Talk:Graph and Tree Analysis

From ParaQ Wiki
Jump to navigationJump to search

Pointer Accessor Functions

The currently proposed pointer accessor functions are of the form

vtkIdType GetInDegree(vtkIdType node);
vtkIdType* GetInEdges(vtkIdType node);

Is there a reason they are not of the form

void GetInEdges(vtkIdType node, vtkIdType &nedges, vtkIdType &*edges);

This latter form matches the cell accessors for poly data and unstructured grids. It also lets you get all the elements desired in one function call rather than two.
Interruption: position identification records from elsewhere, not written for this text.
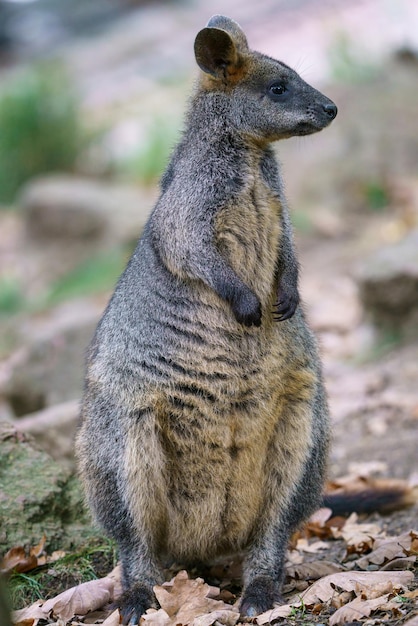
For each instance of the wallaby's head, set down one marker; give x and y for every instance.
(267, 99)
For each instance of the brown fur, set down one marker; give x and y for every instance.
(205, 424)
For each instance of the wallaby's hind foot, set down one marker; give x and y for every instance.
(134, 602)
(259, 596)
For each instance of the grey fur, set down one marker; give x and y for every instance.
(205, 423)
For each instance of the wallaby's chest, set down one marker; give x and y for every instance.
(248, 235)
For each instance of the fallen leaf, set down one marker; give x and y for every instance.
(283, 610)
(311, 548)
(388, 549)
(375, 590)
(113, 619)
(16, 560)
(38, 549)
(324, 589)
(360, 538)
(81, 599)
(28, 616)
(313, 570)
(228, 618)
(155, 618)
(183, 600)
(356, 609)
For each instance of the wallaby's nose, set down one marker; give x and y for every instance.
(331, 110)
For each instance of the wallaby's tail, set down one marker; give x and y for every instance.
(369, 496)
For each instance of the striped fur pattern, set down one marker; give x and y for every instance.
(204, 423)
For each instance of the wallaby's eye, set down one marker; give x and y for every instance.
(277, 90)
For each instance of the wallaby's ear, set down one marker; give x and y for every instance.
(231, 27)
(217, 47)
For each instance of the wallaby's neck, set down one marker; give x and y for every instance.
(210, 118)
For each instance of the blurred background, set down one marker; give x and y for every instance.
(92, 97)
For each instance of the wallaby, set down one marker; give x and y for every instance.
(205, 421)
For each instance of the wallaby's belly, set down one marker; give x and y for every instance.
(213, 459)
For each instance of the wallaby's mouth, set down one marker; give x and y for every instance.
(317, 120)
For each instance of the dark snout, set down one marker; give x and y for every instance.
(330, 110)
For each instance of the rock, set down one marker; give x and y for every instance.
(53, 429)
(49, 368)
(388, 283)
(67, 207)
(38, 497)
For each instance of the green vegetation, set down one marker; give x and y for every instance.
(11, 296)
(349, 64)
(40, 126)
(377, 197)
(148, 163)
(93, 561)
(96, 275)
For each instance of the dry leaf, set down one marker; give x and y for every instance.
(28, 616)
(17, 560)
(359, 608)
(183, 600)
(279, 611)
(113, 619)
(388, 549)
(317, 525)
(81, 599)
(228, 618)
(313, 570)
(375, 590)
(155, 618)
(321, 516)
(324, 589)
(359, 537)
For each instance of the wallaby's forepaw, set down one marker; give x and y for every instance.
(134, 602)
(286, 305)
(259, 596)
(247, 309)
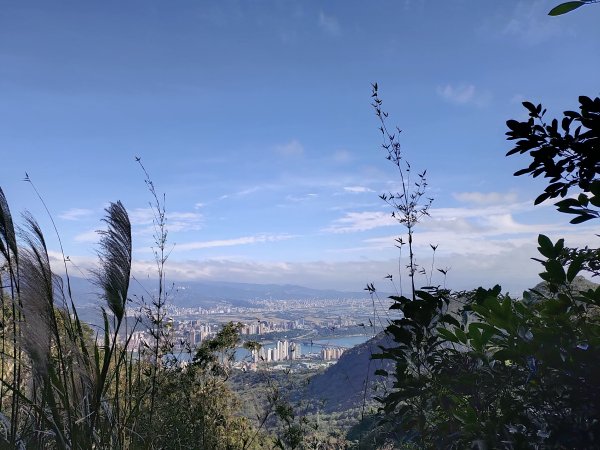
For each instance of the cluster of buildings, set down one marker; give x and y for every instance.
(331, 353)
(282, 351)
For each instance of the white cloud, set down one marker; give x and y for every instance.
(342, 156)
(531, 24)
(292, 148)
(485, 198)
(357, 189)
(361, 221)
(176, 221)
(464, 94)
(329, 24)
(245, 240)
(242, 193)
(76, 214)
(89, 237)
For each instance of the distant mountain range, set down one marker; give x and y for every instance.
(352, 381)
(210, 293)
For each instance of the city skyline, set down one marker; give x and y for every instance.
(255, 121)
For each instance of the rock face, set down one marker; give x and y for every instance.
(579, 284)
(342, 386)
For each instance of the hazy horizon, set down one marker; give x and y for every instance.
(255, 121)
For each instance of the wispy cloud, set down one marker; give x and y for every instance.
(342, 156)
(176, 221)
(486, 198)
(76, 214)
(245, 240)
(87, 237)
(464, 94)
(353, 222)
(357, 189)
(292, 148)
(531, 24)
(329, 24)
(242, 193)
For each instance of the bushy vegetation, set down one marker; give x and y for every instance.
(480, 369)
(65, 385)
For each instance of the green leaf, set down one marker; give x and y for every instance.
(448, 335)
(546, 247)
(574, 268)
(555, 270)
(564, 8)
--Ken 12:46, 12 Sep 2006 (EDT)

Break up AdjacencyListToEdges array win

I am assuming that the big win for the Graph and Tree Analysis#Break up AdjacencyListToEdges array work is that inserting and deleting nodes and edges from the graph will no longer invalidate the adjacency list. Instead, each operation will simply update the adjacency list, and the broken up adjacency lists will make it possible to do this in O(1) time (amortized).
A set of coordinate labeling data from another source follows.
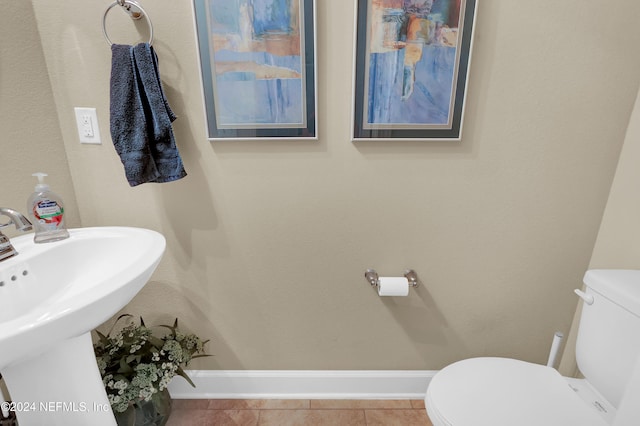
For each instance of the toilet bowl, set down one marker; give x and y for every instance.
(502, 391)
(509, 392)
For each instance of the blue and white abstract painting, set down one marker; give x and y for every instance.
(257, 52)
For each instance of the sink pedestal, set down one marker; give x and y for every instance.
(60, 387)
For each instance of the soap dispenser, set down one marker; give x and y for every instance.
(46, 212)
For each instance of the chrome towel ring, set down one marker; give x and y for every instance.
(133, 9)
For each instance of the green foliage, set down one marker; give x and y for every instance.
(135, 364)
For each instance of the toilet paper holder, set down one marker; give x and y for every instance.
(372, 277)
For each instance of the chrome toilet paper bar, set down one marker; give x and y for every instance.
(372, 277)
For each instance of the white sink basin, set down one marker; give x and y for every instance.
(52, 295)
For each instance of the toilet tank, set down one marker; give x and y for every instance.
(608, 342)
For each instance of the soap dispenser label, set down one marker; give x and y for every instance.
(48, 212)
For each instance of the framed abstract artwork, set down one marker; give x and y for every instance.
(411, 68)
(258, 68)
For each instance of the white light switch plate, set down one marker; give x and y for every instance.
(87, 122)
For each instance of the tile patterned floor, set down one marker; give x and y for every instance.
(278, 412)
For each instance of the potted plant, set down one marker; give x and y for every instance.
(137, 365)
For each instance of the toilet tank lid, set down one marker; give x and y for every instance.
(621, 286)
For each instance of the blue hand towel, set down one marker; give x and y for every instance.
(141, 117)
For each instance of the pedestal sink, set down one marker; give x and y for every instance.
(51, 296)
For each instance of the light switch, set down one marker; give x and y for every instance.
(87, 122)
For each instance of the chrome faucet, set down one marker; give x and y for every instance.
(20, 222)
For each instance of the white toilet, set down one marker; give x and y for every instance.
(508, 392)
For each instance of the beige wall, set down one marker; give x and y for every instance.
(618, 242)
(268, 240)
(30, 138)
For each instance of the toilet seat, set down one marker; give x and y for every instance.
(505, 392)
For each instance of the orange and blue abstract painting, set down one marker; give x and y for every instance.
(258, 63)
(410, 55)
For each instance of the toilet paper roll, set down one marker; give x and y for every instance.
(393, 286)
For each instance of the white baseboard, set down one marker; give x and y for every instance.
(316, 384)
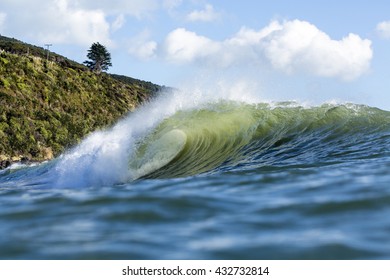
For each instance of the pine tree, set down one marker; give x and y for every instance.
(100, 58)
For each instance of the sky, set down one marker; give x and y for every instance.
(309, 51)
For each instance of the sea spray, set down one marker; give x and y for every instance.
(102, 158)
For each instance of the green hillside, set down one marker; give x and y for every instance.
(47, 106)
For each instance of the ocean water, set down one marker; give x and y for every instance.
(209, 178)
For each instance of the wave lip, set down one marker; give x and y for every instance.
(232, 135)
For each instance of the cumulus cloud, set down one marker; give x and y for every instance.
(383, 29)
(135, 8)
(291, 47)
(206, 15)
(61, 21)
(142, 47)
(182, 46)
(172, 4)
(118, 22)
(298, 45)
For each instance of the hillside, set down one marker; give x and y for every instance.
(47, 106)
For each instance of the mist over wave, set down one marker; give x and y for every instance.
(184, 133)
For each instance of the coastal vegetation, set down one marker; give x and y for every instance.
(49, 103)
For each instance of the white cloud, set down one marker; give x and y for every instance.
(118, 22)
(182, 46)
(135, 8)
(207, 15)
(292, 47)
(142, 47)
(383, 29)
(172, 4)
(300, 46)
(61, 21)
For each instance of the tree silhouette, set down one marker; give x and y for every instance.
(100, 58)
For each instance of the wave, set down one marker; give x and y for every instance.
(231, 136)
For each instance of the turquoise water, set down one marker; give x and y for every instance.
(212, 180)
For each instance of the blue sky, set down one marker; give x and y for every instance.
(309, 51)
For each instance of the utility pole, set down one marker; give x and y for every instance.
(47, 48)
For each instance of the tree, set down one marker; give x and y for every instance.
(100, 58)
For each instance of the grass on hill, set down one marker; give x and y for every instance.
(48, 106)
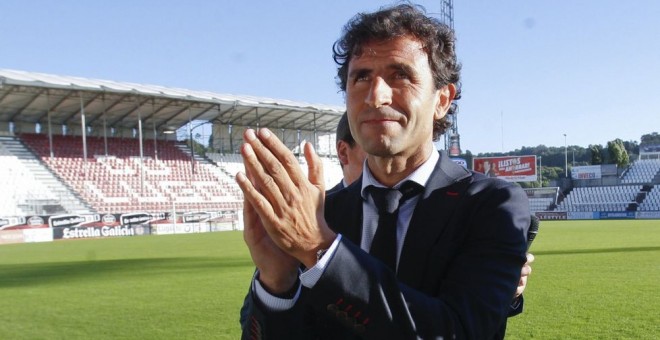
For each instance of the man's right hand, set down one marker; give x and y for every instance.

If this is the case, it would be nice if this was explicitly mentioned on the Wiki page.

--Ken 12:45, 12 Sep 2006 (EDT)

out_degree cost

Why is the cost of out_degree(v) O(out_degree(v)) rather than O(1)? The adjacency lists, which will be in arrays, will necessarily have a count associated with them. As such, you should be able to just return the count, right?
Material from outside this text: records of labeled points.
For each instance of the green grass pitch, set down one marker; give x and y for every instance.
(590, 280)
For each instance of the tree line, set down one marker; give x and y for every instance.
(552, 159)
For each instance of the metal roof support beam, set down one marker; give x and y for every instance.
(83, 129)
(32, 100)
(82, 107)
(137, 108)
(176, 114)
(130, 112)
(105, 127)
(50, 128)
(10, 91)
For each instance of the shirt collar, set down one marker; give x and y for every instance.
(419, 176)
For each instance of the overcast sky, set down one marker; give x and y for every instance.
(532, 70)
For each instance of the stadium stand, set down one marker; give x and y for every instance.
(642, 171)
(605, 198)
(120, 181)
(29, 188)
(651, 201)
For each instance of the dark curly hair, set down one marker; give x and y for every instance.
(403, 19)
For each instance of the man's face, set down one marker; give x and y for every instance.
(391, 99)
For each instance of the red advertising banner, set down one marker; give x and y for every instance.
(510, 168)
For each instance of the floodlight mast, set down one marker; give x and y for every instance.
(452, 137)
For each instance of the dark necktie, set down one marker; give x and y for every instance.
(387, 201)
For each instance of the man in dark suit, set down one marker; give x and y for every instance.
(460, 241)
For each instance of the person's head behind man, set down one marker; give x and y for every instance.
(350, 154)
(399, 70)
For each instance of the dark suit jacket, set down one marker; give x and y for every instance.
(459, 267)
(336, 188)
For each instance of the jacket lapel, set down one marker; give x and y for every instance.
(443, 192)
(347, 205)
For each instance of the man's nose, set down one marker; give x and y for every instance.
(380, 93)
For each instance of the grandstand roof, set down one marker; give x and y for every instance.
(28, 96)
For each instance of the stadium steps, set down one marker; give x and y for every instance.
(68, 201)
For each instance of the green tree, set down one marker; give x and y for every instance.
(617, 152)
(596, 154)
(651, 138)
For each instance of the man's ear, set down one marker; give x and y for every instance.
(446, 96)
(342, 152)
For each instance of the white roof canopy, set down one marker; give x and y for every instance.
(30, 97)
--Ken 12:51, 12 Sep 2006 (EDT)

That's true. I'll update the runtime.
Jeff 08:34, 13 Sep 2006 (EDT)

Separate directed and undirected graph classes.

It is really unclear to me why we need separate classes for directed and undirected graph classes. The two share so much functionality that it does not seem to be worth it. In my mind, the only difference between the directed and undirected cases are how the adjacency list is updated.

Is there something else that needs to be handled by the BOOST adapter that matters whether the class is directed or not? If so, can't this be handled by a little code in the adapter?

--Ken 13:05, 12 Sep 2006 (EDT)

It's true that we could have boost's functions return the appropriate result for specific functions (like out_edges()) that would give different results depending on whether the vtkGraph is directed or undirected. The issue is that, for boost, each graph type has a corresponding tag directed_category which should be set to directed or undirected. So, if the tag for vtkGraph is set to directed, then undirected algorithms (e.g. connected_components) will not work. It seems that there is no other way around this than to have a separate type for directed and undirected graphs.
--Jeff 12:43, 13 Sep 2006 (EDT)
Ken and I discussed this more and it seems that we could have directed and undirected class types for Boost without changing vtkGraph's class hierarchy. This would involve the classes vtkBoostUndirectedGraph and vtkBoostDirectedGraph which simply wrap a pointer to vtkGraph. The only downside is that each boost function call would involve an additional level of indirection. In order to use a Boost algorithm, the classes would need to be wrapped in the appropriate type as follows
vtkGraph* g;
// ...
if (g->GetDirected())
  {
  vtkBoostDirectedGraph graph(g);
  // Perform directed graph algorithm
  }
else
  {
  vtkBoostUndirectedGraph graph(g);
  // Perform undirected graph algorithm
  }
--Jeff 09:29, 14 Sep 2006 (EDT)

Node and Arc structures moved out of vtkAbstractGraph

This is probably a bit off topic for this web page, but shouldn't the structures for holding node and arc connectivity information (currently EdgesToNodes, NodesToAdjacencyList and AdjacencyListToEdges) be moved out of vtkAbstractGraph into the subclasses. It seems to me that a tree should hold connectivity information very differently than a general graph.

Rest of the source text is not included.